4. Medication management
Keeping up to date with taking the right medication can be a real challenge for those living with dementia, and as such a number of technological solutions have been developed to aid people in this task.
MedGUIDE is a digital platform that collects information from the local care network (patient, family, informal caregivers), both through self-reporting and sensor data collection. The self-reports and sensors will report on physical activity, sleeping patterns, movement habits, nutrition and social interaction aspects and medication intake and adherence to the prescribed therapy. Overall, the project provides an innovative approach to supporting seniors with dementia with their medication adherence through smart pill boxes and social networking.

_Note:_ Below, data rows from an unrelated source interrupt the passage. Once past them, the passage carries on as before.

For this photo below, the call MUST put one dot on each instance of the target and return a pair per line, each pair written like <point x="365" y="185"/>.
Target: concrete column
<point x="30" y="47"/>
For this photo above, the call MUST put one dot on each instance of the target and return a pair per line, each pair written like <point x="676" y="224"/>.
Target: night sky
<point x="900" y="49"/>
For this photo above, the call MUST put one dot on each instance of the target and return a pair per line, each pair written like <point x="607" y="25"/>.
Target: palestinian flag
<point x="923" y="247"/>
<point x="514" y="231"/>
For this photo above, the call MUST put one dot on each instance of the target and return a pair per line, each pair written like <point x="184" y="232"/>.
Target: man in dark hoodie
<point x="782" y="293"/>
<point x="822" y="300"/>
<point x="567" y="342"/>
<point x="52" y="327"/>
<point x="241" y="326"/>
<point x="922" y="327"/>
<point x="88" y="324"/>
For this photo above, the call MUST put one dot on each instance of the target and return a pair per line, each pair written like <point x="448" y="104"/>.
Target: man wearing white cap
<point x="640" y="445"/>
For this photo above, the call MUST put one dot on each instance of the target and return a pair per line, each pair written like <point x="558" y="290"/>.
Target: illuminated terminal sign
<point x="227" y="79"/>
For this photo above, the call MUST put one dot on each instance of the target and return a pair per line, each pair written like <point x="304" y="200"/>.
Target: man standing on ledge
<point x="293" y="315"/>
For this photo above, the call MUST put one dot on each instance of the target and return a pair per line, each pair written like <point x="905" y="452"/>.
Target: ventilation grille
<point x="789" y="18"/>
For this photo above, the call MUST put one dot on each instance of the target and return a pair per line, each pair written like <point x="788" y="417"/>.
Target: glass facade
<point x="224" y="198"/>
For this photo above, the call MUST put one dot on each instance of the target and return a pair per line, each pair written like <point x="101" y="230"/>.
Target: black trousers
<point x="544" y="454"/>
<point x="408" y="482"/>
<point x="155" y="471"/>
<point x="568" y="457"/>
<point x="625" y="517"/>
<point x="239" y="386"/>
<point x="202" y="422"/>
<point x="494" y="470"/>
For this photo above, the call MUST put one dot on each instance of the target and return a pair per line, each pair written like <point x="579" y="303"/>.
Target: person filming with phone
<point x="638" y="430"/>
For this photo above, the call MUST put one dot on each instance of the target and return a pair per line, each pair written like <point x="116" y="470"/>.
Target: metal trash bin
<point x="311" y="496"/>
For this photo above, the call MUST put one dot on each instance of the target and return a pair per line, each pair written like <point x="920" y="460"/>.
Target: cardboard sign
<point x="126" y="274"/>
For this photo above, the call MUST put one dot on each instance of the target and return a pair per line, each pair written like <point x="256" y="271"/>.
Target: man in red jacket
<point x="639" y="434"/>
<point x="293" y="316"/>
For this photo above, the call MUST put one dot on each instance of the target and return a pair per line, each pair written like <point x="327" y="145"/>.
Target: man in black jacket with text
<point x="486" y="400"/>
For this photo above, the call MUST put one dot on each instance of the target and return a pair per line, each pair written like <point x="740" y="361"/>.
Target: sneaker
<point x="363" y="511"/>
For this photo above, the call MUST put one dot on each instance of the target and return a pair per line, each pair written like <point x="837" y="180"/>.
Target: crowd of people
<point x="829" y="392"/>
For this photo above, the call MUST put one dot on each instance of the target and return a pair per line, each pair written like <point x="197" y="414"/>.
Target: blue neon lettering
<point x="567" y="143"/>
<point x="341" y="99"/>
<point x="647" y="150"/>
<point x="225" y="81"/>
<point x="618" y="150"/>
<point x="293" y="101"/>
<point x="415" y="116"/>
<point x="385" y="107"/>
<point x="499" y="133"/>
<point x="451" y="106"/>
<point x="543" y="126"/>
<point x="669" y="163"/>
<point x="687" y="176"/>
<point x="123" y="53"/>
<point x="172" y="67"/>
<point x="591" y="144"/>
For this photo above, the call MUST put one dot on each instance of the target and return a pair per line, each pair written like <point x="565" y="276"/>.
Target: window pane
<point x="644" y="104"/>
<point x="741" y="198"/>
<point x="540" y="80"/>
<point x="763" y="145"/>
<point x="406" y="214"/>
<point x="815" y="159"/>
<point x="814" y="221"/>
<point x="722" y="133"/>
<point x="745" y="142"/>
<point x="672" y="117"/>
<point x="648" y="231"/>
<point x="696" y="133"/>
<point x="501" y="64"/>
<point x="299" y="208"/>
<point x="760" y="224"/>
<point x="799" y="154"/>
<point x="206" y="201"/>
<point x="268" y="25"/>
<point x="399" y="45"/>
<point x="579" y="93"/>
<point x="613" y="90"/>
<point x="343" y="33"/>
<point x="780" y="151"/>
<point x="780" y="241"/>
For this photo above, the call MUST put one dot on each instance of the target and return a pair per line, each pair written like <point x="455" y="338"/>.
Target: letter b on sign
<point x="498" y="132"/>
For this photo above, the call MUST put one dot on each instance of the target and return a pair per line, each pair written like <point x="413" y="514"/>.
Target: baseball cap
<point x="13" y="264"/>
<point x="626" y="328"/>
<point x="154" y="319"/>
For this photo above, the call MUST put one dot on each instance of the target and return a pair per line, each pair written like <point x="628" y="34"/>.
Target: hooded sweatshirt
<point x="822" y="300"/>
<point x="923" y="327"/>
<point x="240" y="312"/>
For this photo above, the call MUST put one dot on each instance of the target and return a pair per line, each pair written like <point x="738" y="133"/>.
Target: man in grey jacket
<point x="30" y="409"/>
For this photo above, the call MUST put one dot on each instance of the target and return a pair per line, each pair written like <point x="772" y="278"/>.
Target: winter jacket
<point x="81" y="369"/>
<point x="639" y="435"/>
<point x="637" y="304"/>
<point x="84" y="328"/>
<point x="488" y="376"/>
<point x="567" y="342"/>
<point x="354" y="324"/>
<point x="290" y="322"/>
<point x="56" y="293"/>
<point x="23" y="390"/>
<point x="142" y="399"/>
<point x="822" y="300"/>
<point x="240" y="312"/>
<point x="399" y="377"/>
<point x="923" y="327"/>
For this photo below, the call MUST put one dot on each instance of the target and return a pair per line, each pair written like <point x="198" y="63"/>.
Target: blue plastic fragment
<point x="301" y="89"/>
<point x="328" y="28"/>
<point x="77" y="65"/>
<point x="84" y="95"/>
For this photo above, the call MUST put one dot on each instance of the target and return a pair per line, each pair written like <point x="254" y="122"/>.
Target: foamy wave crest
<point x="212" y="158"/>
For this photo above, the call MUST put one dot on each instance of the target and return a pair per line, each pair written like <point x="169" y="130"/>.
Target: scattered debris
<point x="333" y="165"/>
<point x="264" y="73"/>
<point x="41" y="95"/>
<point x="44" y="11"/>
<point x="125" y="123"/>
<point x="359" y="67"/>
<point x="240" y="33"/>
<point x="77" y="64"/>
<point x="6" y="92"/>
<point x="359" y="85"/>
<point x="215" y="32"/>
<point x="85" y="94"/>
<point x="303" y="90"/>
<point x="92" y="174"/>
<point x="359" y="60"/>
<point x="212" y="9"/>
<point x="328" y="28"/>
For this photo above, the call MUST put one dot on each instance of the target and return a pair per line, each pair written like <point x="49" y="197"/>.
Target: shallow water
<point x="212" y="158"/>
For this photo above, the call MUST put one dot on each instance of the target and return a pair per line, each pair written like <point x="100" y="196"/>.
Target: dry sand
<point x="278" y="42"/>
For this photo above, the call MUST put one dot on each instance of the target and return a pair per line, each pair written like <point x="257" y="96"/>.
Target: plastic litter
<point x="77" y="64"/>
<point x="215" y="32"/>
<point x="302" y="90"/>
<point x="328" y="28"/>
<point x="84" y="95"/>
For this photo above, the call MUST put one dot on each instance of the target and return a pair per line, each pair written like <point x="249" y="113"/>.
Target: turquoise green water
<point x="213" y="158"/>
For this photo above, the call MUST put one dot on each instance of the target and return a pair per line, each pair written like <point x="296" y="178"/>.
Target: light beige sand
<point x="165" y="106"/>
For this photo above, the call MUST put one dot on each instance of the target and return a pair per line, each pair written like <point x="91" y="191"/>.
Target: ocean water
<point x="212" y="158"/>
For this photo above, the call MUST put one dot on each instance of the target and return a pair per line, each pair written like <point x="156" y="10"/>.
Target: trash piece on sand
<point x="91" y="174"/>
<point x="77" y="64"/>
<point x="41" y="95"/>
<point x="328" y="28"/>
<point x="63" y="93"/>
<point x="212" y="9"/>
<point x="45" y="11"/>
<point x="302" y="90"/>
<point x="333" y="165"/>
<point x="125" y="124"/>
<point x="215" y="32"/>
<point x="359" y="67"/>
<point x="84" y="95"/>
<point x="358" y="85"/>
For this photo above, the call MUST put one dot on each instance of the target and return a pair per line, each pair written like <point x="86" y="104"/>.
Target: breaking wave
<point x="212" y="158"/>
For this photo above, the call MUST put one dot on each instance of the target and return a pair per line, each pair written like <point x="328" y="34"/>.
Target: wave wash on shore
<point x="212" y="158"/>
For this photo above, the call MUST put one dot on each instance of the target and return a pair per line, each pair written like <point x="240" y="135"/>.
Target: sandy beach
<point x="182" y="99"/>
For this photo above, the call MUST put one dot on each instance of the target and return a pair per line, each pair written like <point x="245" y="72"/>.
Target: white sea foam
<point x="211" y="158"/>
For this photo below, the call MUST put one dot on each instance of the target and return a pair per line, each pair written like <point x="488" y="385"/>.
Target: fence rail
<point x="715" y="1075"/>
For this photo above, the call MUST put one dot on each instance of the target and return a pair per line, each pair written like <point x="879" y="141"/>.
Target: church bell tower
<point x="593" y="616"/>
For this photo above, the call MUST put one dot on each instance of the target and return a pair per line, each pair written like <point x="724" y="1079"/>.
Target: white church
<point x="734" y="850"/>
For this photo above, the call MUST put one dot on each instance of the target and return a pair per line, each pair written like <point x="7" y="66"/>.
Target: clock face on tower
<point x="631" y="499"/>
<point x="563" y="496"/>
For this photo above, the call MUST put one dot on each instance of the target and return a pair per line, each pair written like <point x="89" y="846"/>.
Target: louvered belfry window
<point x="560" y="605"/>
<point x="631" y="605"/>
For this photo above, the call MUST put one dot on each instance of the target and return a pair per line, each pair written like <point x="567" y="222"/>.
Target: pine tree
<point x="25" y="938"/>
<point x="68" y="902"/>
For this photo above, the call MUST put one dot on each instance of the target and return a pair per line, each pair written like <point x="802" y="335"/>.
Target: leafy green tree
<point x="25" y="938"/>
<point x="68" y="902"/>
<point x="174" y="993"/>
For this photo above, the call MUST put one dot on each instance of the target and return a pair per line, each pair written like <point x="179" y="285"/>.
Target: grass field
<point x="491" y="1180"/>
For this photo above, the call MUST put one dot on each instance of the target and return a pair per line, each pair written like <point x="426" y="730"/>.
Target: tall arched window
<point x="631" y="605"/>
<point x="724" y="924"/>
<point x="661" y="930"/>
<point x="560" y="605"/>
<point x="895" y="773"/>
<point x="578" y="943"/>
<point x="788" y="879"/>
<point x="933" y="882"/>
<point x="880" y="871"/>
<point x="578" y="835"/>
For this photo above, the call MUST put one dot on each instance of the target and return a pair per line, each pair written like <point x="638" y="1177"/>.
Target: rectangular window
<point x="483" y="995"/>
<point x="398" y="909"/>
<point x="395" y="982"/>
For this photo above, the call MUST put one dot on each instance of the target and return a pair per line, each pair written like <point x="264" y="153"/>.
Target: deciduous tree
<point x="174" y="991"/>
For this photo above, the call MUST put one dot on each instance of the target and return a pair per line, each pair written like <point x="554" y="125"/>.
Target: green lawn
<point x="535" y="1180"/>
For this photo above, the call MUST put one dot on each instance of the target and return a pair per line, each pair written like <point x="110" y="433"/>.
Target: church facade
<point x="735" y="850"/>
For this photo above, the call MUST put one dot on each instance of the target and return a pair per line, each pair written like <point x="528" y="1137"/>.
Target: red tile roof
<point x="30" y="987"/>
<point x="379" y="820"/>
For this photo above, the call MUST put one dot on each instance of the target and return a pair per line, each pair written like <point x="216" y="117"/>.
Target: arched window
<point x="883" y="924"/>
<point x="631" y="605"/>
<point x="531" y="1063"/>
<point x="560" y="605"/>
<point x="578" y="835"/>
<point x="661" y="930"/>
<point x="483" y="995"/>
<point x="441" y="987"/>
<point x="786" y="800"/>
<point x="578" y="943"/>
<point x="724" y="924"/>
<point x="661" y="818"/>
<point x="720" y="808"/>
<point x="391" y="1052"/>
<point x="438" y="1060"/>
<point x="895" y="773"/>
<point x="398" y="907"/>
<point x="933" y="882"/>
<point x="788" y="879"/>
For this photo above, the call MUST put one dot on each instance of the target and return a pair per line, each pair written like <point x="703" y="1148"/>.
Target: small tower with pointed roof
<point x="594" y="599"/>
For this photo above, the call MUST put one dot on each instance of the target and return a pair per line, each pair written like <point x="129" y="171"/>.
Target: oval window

The AAL project MEMENTO uses three devices to help improve the quality of life for people with early and middle stage dementia by supporting the management of daily activities that are usually affected by the loss of memory and cognition. The all-day device helps people to record voice notes, video clips and snapshots about places and people. The digital blackboard provides different features such as sharing memories, writing daily reminders in the form of digital post-its, and an interactive digital calendar supporting daily task organisation. Finally, a smart pen can be used to take notes while motivating the user to draw and make sketches and to explain things.
5. Location tracking
Dementia can have the effect of erasing a person’s memory so that familiar surroundings become unfamiliar, making it difficult for them to adapt to new environments. The disorientation of the disease often leads to wandering, a common and serious concern for many caregivers who worry their loved one may become frightened, lost or apt to walk into a dangerous situation.
The 2PCS project has produced a series of devices that can be worn at home or outside to keep an older person connected with their carer. At the same time the devices monitor where the person is and detect potential falls. GPS alerts carers if the person goes outside a certain distance from the home and there is an alert button that can be pressed. Contact can also be made via voice.